The performance difference between our model and MMseqs2 for resistance mechanism prediction is particularly notable for Antibiotic Target Alteration, with our model achieving a 7% higher accuracy (Supplementary Fig. 7). To investigate this further, we analyzed Kmr and KamB, two AMR genes that share the same resistance mechanism (Antibiotic Target Alteration). Kmr used as a test gene, and KamB, included in the training set, was experimentally validated in the study by Savic et al.60.

As illustrated in Fig. 7c, we identified key regions critical for AMR functionality. These include the β6/7 linker (yellow), which plays an essential role in S-adenosyl-l-methionine (SAM) binding and target nucleotide positioning, and the catalytic site at A1408 (purple), a specific nucleotide in the 16S rRNA that confers resistance to aminoglycosides through methylation60. Additional structural features, such as βN1 and βN2 (orange), form a β-hairpin structure that contributes to protein stability and SAM binding60.

Figure 7b highlights the cross-attention analysis61 conducted by our Scorpio-BigDynamic model, which effectively captures these regions in two AMR genes (KamB and Kmr). The analysis uses windowed averages (aggregated for every 6 nucleotides, equivalent to 2 amino acids). Notably, the model demonstrates heightened attention to regions critical for AMR, including βN1 and βN2 (orange), as well as conserved regions (blue and green) between the two genes and mutation sites (purple), such as W105A and W193A60. These regions are particularly significant due to their conserved or functional importance. We also present the 3D structure of the KamB protein in Fig. 7b, colorized based on the same high-attention regions identified by our model. Interestingly, these high-attention regions are mostly located at the junctions of α-helices and β-sheets, suggesting potential functional relevance detected by our model.

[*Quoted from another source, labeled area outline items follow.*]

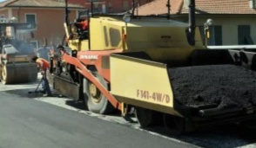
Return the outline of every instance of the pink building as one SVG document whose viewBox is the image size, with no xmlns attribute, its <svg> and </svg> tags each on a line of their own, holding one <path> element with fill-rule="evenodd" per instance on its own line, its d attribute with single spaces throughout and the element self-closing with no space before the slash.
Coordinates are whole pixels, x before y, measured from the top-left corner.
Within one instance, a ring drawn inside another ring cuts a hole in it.
<svg viewBox="0 0 256 148">
<path fill-rule="evenodd" d="M 134 0 L 134 6 L 141 6 L 153 0 Z M 82 4 L 91 10 L 90 0 L 68 0 L 71 3 Z M 94 12 L 120 13 L 132 9 L 132 0 L 97 0 L 93 4 Z"/>
</svg>

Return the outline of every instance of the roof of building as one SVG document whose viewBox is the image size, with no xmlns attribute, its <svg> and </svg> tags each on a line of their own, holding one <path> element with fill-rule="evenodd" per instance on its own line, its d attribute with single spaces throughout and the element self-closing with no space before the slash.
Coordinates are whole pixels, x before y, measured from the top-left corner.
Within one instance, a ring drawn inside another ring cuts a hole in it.
<svg viewBox="0 0 256 148">
<path fill-rule="evenodd" d="M 170 0 L 171 14 L 188 13 L 187 0 Z M 199 14 L 256 14 L 256 9 L 250 8 L 249 0 L 195 0 Z M 142 5 L 139 15 L 167 14 L 167 0 L 155 0 Z"/>
<path fill-rule="evenodd" d="M 182 0 L 170 0 L 171 14 L 177 14 L 182 8 Z M 155 0 L 142 5 L 138 10 L 138 15 L 160 15 L 167 14 L 167 0 Z"/>
<path fill-rule="evenodd" d="M 82 9 L 78 4 L 69 3 L 69 8 Z M 0 3 L 0 8 L 6 7 L 37 7 L 37 8 L 63 8 L 65 7 L 64 1 L 57 0 L 7 0 Z"/>
</svg>

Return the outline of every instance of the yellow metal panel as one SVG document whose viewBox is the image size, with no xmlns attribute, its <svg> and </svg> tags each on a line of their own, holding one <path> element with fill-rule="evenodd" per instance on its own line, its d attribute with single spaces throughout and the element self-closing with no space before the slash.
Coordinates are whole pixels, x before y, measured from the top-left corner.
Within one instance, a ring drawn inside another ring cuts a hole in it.
<svg viewBox="0 0 256 148">
<path fill-rule="evenodd" d="M 111 55 L 111 93 L 115 96 L 159 105 L 158 107 L 167 106 L 166 113 L 179 115 L 173 109 L 173 94 L 165 64 Z"/>
</svg>

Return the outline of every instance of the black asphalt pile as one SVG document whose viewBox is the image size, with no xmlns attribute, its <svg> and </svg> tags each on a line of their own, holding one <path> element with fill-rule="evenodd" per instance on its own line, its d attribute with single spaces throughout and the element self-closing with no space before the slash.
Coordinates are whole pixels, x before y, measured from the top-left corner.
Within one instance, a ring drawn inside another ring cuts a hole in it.
<svg viewBox="0 0 256 148">
<path fill-rule="evenodd" d="M 174 99 L 185 106 L 219 108 L 256 105 L 256 72 L 234 65 L 169 68 Z"/>
</svg>

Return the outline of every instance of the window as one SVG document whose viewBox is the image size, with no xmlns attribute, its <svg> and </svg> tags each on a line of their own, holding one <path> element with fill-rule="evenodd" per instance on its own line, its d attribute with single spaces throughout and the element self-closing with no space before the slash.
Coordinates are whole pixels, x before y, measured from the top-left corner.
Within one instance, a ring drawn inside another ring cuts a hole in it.
<svg viewBox="0 0 256 148">
<path fill-rule="evenodd" d="M 31 24 L 31 29 L 37 29 L 36 15 L 26 14 L 26 23 Z"/>
<path fill-rule="evenodd" d="M 37 41 L 30 41 L 30 45 L 34 48 L 38 48 L 38 42 Z"/>
<path fill-rule="evenodd" d="M 129 10 L 129 2 L 128 1 L 123 1 L 123 10 L 124 11 Z"/>
<path fill-rule="evenodd" d="M 251 37 L 251 28 L 249 25 L 238 26 L 238 41 L 239 45 L 254 44 Z"/>
<path fill-rule="evenodd" d="M 208 39 L 208 45 L 222 45 L 222 27 L 210 26 L 210 38 Z"/>
</svg>

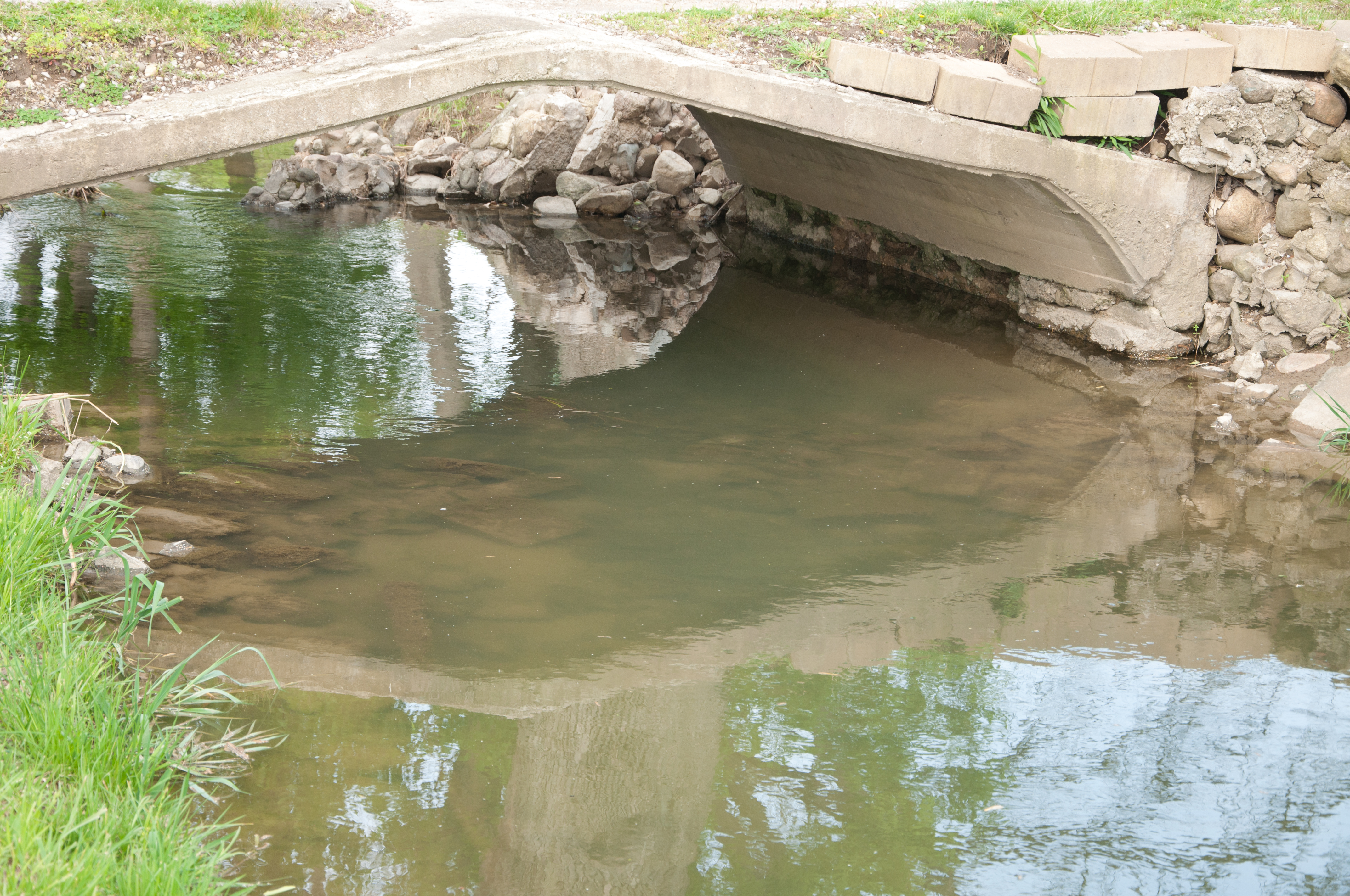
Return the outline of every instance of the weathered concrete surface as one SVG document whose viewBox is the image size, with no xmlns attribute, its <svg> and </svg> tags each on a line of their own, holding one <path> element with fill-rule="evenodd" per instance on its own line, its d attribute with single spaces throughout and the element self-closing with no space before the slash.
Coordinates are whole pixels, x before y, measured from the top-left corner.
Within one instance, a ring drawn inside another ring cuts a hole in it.
<svg viewBox="0 0 1350 896">
<path fill-rule="evenodd" d="M 409 28 L 305 70 L 0 135 L 0 200 L 97 184 L 524 84 L 686 103 L 748 186 L 1084 290 L 1203 302 L 1214 177 L 529 19 Z M 1179 258 L 1179 247 L 1183 255 Z"/>
</svg>

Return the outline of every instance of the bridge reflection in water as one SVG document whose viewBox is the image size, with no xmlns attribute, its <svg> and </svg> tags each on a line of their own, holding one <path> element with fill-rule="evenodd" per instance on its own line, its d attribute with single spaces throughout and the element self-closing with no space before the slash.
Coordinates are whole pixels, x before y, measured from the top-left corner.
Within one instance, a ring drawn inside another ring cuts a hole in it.
<svg viewBox="0 0 1350 896">
<path fill-rule="evenodd" d="M 136 501 L 236 526 L 159 569 L 186 632 L 151 648 L 223 633 L 201 661 L 256 644 L 292 683 L 227 810 L 275 837 L 250 878 L 1350 880 L 1350 524 L 1215 441 L 1183 370 L 753 235 L 144 186 L 111 223 L 7 216 L 4 327 L 132 421 L 163 472 Z M 288 537 L 329 553 L 259 560 Z"/>
</svg>

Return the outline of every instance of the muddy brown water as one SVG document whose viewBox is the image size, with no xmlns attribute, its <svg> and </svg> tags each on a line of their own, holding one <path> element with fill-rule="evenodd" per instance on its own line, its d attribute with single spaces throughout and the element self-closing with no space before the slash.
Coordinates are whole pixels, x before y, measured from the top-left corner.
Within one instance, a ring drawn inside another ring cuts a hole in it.
<svg viewBox="0 0 1350 896">
<path fill-rule="evenodd" d="M 196 545 L 151 556 L 151 649 L 289 685 L 232 870 L 1350 887 L 1350 520 L 1184 364 L 744 232 L 263 216 L 231 170 L 19 204 L 0 339 L 154 464 L 151 547 Z"/>
</svg>

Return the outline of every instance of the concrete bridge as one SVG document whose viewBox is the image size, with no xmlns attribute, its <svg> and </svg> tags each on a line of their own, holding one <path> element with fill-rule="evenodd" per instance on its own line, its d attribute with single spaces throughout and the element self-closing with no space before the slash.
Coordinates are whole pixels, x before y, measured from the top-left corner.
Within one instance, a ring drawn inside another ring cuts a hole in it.
<svg viewBox="0 0 1350 896">
<path fill-rule="evenodd" d="M 664 49 L 525 18 L 406 28 L 308 69 L 138 100 L 70 127 L 3 132 L 0 201 L 529 84 L 683 103 L 747 186 L 1011 271 L 1110 290 L 1157 306 L 1179 329 L 1179 314 L 1204 302 L 1212 174 L 753 72 L 674 42 Z"/>
</svg>

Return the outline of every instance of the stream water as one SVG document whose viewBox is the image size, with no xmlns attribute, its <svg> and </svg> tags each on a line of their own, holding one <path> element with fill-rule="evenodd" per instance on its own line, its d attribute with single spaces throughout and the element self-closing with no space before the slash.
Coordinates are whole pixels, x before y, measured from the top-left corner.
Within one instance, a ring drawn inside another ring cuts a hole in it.
<svg viewBox="0 0 1350 896">
<path fill-rule="evenodd" d="M 262 215 L 259 170 L 0 217 L 0 345 L 151 461 L 150 548 L 196 545 L 151 555 L 151 648 L 290 685 L 231 870 L 1350 889 L 1350 520 L 1183 367 L 744 232 Z"/>
</svg>

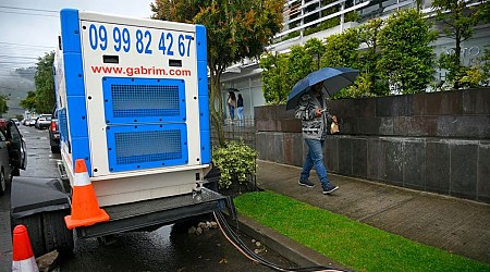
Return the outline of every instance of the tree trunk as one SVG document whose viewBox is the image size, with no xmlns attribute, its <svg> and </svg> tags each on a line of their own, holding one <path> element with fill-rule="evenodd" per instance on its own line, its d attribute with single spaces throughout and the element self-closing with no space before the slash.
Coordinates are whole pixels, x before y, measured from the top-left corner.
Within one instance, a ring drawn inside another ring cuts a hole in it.
<svg viewBox="0 0 490 272">
<path fill-rule="evenodd" d="M 209 96 L 209 111 L 211 114 L 211 126 L 218 136 L 218 143 L 221 147 L 225 146 L 224 143 L 224 131 L 223 131 L 223 101 L 221 96 L 220 70 L 215 70 L 211 66 L 210 71 L 210 96 Z M 218 107 L 218 109 L 216 108 Z"/>
</svg>

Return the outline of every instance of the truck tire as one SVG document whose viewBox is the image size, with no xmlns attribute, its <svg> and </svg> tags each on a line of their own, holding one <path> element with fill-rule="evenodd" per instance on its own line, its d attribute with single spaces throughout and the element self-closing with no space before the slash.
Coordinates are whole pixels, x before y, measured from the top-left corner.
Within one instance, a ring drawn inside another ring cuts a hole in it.
<svg viewBox="0 0 490 272">
<path fill-rule="evenodd" d="M 11 218 L 10 225 L 12 227 L 12 232 L 16 225 L 24 225 L 27 228 L 30 246 L 33 247 L 34 256 L 36 258 L 47 254 L 45 238 L 42 236 L 42 217 L 40 213 L 21 219 Z"/>
<path fill-rule="evenodd" d="M 21 170 L 19 170 L 17 168 L 12 169 L 12 172 L 10 173 L 11 176 L 20 176 L 21 175 Z"/>
<path fill-rule="evenodd" d="M 59 153 L 60 147 L 59 146 L 51 146 L 51 153 Z"/>
<path fill-rule="evenodd" d="M 0 196 L 7 190 L 7 178 L 3 169 L 0 171 Z"/>
<path fill-rule="evenodd" d="M 45 212 L 42 214 L 42 230 L 48 252 L 57 249 L 60 255 L 73 254 L 75 246 L 73 231 L 64 224 L 64 217 L 70 215 L 70 210 Z"/>
<path fill-rule="evenodd" d="M 74 248 L 73 231 L 64 225 L 70 210 L 37 213 L 21 219 L 11 219 L 12 230 L 23 224 L 27 227 L 34 256 L 40 257 L 57 249 L 60 255 L 71 255 Z"/>
</svg>

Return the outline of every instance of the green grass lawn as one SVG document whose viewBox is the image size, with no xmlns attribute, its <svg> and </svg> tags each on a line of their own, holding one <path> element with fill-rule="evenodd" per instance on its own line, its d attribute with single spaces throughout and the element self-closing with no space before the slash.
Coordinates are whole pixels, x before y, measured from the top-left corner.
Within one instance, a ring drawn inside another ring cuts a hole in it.
<svg viewBox="0 0 490 272">
<path fill-rule="evenodd" d="M 234 198 L 262 225 L 357 271 L 490 271 L 490 265 L 412 242 L 272 191 Z"/>
</svg>

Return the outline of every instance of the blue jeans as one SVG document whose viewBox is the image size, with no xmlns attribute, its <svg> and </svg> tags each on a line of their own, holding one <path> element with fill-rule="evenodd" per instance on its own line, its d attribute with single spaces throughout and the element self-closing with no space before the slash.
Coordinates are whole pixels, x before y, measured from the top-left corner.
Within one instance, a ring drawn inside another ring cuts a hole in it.
<svg viewBox="0 0 490 272">
<path fill-rule="evenodd" d="M 309 177 L 309 172 L 315 166 L 318 178 L 320 178 L 321 186 L 328 186 L 330 184 L 327 177 L 327 169 L 323 164 L 323 144 L 324 140 L 319 139 L 305 139 L 308 146 L 308 154 L 306 156 L 303 170 L 299 175 L 302 181 L 306 181 Z"/>
<path fill-rule="evenodd" d="M 231 120 L 234 120 L 234 119 L 235 119 L 235 107 L 229 104 L 229 106 L 228 106 L 228 110 L 230 111 L 230 118 L 231 118 Z"/>
<path fill-rule="evenodd" d="M 240 124 L 243 124 L 243 107 L 236 108 L 236 116 L 240 120 Z"/>
</svg>

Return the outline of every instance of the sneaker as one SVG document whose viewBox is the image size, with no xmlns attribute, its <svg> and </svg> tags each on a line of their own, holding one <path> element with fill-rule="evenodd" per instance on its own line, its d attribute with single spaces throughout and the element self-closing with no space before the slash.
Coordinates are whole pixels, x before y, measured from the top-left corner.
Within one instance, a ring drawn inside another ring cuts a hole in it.
<svg viewBox="0 0 490 272">
<path fill-rule="evenodd" d="M 330 193 L 332 193 L 332 191 L 334 191 L 334 190 L 336 190 L 339 188 L 339 186 L 331 185 L 331 184 L 323 185 L 322 187 L 323 187 L 323 195 L 328 195 L 328 194 L 330 194 Z"/>
<path fill-rule="evenodd" d="M 297 183 L 298 183 L 299 185 L 306 186 L 306 187 L 308 187 L 308 188 L 315 187 L 315 184 L 314 184 L 313 182 L 308 181 L 308 180 L 306 180 L 306 181 L 299 180 L 299 182 L 297 182 Z"/>
</svg>

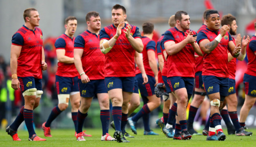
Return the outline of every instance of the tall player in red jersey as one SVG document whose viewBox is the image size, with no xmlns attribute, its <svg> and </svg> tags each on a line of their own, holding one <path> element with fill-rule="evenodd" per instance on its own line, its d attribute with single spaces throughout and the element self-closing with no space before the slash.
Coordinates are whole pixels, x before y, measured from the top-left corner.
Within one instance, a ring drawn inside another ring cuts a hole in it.
<svg viewBox="0 0 256 147">
<path fill-rule="evenodd" d="M 236 17 L 229 14 L 223 16 L 221 20 L 221 25 L 227 25 L 229 27 L 230 29 L 228 32 L 231 35 L 236 35 L 236 30 L 237 26 L 236 25 Z M 244 36 L 242 41 L 242 47 L 241 51 L 237 59 L 240 61 L 243 61 L 246 55 L 246 47 L 250 42 L 250 37 L 247 35 L 246 39 Z M 241 43 L 241 37 L 240 34 L 237 36 L 237 39 L 232 37 L 233 42 L 236 44 L 238 44 Z M 228 53 L 228 69 L 229 70 L 229 86 L 228 86 L 228 95 L 226 97 L 225 100 L 226 101 L 228 104 L 228 110 L 223 109 L 221 112 L 225 111 L 226 113 L 228 111 L 228 114 L 231 119 L 231 121 L 236 129 L 235 134 L 237 136 L 250 136 L 252 134 L 251 132 L 249 132 L 245 130 L 243 127 L 241 127 L 238 122 L 237 117 L 237 98 L 236 97 L 236 58 L 234 58 L 230 53 Z M 223 116 L 222 116 L 223 118 Z M 223 118 L 224 119 L 224 118 Z M 228 118 L 229 119 L 229 118 Z M 227 126 L 228 127 L 228 126 Z"/>
<path fill-rule="evenodd" d="M 13 36 L 11 46 L 11 87 L 15 90 L 19 85 L 25 99 L 25 105 L 6 132 L 13 140 L 21 140 L 17 130 L 25 121 L 30 141 L 45 141 L 37 136 L 33 127 L 33 111 L 39 105 L 42 91 L 42 70 L 47 68 L 43 48 L 43 33 L 39 28 L 39 14 L 34 8 L 24 11 L 25 24 Z"/>
<path fill-rule="evenodd" d="M 175 27 L 169 29 L 163 39 L 167 57 L 167 81 L 177 99 L 175 133 L 174 139 L 189 140 L 191 135 L 187 129 L 186 107 L 193 92 L 195 78 L 195 52 L 202 55 L 195 42 L 196 34 L 189 29 L 189 16 L 180 11 L 175 15 Z M 179 132 L 181 131 L 181 133 Z"/>
<path fill-rule="evenodd" d="M 111 13 L 113 24 L 100 31 L 100 47 L 106 54 L 105 82 L 113 103 L 114 137 L 121 142 L 126 141 L 121 132 L 127 123 L 129 102 L 134 92 L 134 53 L 141 53 L 143 44 L 139 28 L 124 22 L 127 16 L 124 7 L 116 4 Z"/>
<path fill-rule="evenodd" d="M 210 101 L 211 121 L 206 140 L 224 140 L 226 136 L 221 128 L 219 109 L 222 108 L 223 101 L 228 92 L 228 50 L 233 56 L 237 57 L 241 47 L 240 44 L 236 46 L 233 43 L 228 32 L 228 26 L 224 25 L 220 29 L 220 18 L 217 11 L 207 12 L 206 22 L 207 28 L 198 33 L 197 41 L 204 52 L 202 76 Z"/>
<path fill-rule="evenodd" d="M 76 140 L 85 141 L 83 135 L 83 125 L 93 98 L 96 95 L 100 107 L 102 124 L 102 141 L 113 141 L 108 134 L 109 103 L 104 81 L 105 56 L 100 49 L 99 31 L 100 18 L 98 13 L 91 11 L 85 17 L 87 29 L 75 40 L 74 63 L 80 76 L 78 84 L 81 104 L 77 115 Z"/>
<path fill-rule="evenodd" d="M 256 31 L 256 23 L 254 23 Z M 248 58 L 247 69 L 243 76 L 245 100 L 240 111 L 239 121 L 242 127 L 245 125 L 245 120 L 250 110 L 256 101 L 256 33 L 247 46 L 246 53 Z"/>
</svg>

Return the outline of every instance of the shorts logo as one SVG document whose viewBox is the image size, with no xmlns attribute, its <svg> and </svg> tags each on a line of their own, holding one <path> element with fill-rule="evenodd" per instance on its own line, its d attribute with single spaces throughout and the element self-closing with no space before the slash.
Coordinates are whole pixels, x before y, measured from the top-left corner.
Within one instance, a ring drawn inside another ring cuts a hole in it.
<svg viewBox="0 0 256 147">
<path fill-rule="evenodd" d="M 109 88 L 113 87 L 113 82 L 109 82 L 108 84 L 108 88 Z"/>
<path fill-rule="evenodd" d="M 250 94 L 253 95 L 256 94 L 256 90 L 254 90 L 250 92 Z"/>
<path fill-rule="evenodd" d="M 27 87 L 29 87 L 32 86 L 32 81 L 29 82 L 27 83 Z"/>
<path fill-rule="evenodd" d="M 63 93 L 65 93 L 67 92 L 67 90 L 68 87 L 63 87 L 62 89 L 61 89 L 61 92 Z"/>
<path fill-rule="evenodd" d="M 234 91 L 234 87 L 229 87 L 229 89 L 228 89 L 228 92 L 229 93 L 232 93 L 232 92 Z"/>
<path fill-rule="evenodd" d="M 180 82 L 175 83 L 175 84 L 174 84 L 174 88 L 178 88 L 180 85 Z"/>
<path fill-rule="evenodd" d="M 86 90 L 83 90 L 82 91 L 82 95 L 85 95 L 85 93 L 86 93 Z"/>
<path fill-rule="evenodd" d="M 210 93 L 211 92 L 212 92 L 212 91 L 213 90 L 213 86 L 211 86 L 211 87 L 209 87 L 209 88 L 208 88 L 208 90 L 207 90 L 207 91 L 208 91 L 208 93 Z"/>
</svg>

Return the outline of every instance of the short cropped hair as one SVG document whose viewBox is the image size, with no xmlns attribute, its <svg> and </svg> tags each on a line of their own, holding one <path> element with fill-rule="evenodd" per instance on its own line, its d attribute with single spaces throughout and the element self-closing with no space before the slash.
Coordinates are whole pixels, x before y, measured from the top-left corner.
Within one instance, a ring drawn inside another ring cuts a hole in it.
<svg viewBox="0 0 256 147">
<path fill-rule="evenodd" d="M 174 15 L 172 15 L 171 17 L 170 17 L 170 18 L 169 18 L 169 21 L 168 21 L 168 24 L 169 24 L 169 25 L 170 25 L 170 27 L 173 27 L 175 26 L 175 25 L 176 25 L 176 22 L 175 21 L 175 20 L 174 18 Z"/>
<path fill-rule="evenodd" d="M 126 9 L 125 9 L 124 7 L 122 5 L 120 5 L 119 4 L 116 4 L 115 5 L 113 6 L 113 7 L 112 7 L 111 11 L 113 10 L 113 9 L 117 10 L 120 9 L 122 10 L 122 12 L 124 14 L 126 14 Z"/>
<path fill-rule="evenodd" d="M 100 16 L 99 13 L 96 11 L 90 11 L 86 14 L 86 16 L 85 16 L 85 21 L 88 22 L 90 21 L 90 19 L 92 16 L 94 17 L 97 17 Z"/>
<path fill-rule="evenodd" d="M 23 18 L 24 18 L 25 22 L 27 22 L 27 20 L 26 20 L 26 18 L 27 17 L 30 17 L 30 12 L 33 11 L 37 11 L 36 9 L 33 8 L 28 8 L 24 11 Z"/>
<path fill-rule="evenodd" d="M 218 12 L 218 11 L 217 10 L 209 11 L 206 12 L 206 14 L 205 15 L 206 20 L 208 20 L 209 18 L 210 17 L 210 15 L 211 15 L 211 14 L 218 14 L 219 15 L 219 12 Z"/>
<path fill-rule="evenodd" d="M 154 31 L 154 24 L 150 22 L 146 22 L 142 24 L 142 30 L 144 34 L 150 34 Z"/>
<path fill-rule="evenodd" d="M 236 17 L 230 14 L 225 15 L 221 20 L 221 25 L 229 25 L 231 26 L 233 20 L 236 20 Z"/>
<path fill-rule="evenodd" d="M 71 16 L 67 17 L 65 19 L 65 24 L 67 24 L 69 21 L 73 20 L 77 20 L 77 19 L 76 19 L 76 17 L 73 16 Z"/>
<path fill-rule="evenodd" d="M 182 15 L 183 14 L 185 15 L 188 15 L 187 13 L 184 11 L 178 11 L 176 12 L 174 17 L 174 19 L 175 19 L 175 22 L 177 20 L 181 21 L 181 19 L 182 18 Z"/>
</svg>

In contrast, MMseqs2 failed to predict Kmr as a match for KamB, likely due to its reliance on strict sequence alignment criteria. The sequence identity after full alignment was only 55%, which falls below the default alignment coverage threshold in MMseqs2 and does not account for differences in codon usage or subtle structural variations. On the other hand, the Scorpio-BigDynamic and Scorpio-BigEmbed models successfully identified KamB as the best hit for Kmr, showcasing their ability to learn whole-gene representations and effectively capture the structural and functional properties of sequences.

Discussion

In this study, we introduced the Scorpio framework, which leverages existing pre-trained language models with triplet networks and contrastive learning to enhance the analysis of DNA sequence data. The adoption of nucleotide-based models, unlike traditional protein-focused models62,63, could contribute to our understanding by capturing nuances associated with gene expression and translational efficiency embedded with the nucleotide sequences that encode proteins. By using both pre-trained language models and k-mer frequency embeddings, we demonstrate the robustness of our framework across multiple types of encoders. We showed that Scorpio, despite only one training round on protein-coding gene sequences with both gene and taxa labels, is among the top-performing algorithms across a variety of tasks. Specifically, Scorpio significantly improved taxonomic and gene classification accuracy, particularly in out-of-domain datasets, thereby showcasing the robustness and generalization of the method. The superior performance of Scorpio at gene identification and competitive performance for taxonomic classification can be attributed to the ability of triplet networks to learn more discriminative features by optimizing the distance between positive and negative pairs. This capability is crucial when dealing with the high-dimensional and complex nature of metagenomic data, where traditional alignment-based methods may fall short.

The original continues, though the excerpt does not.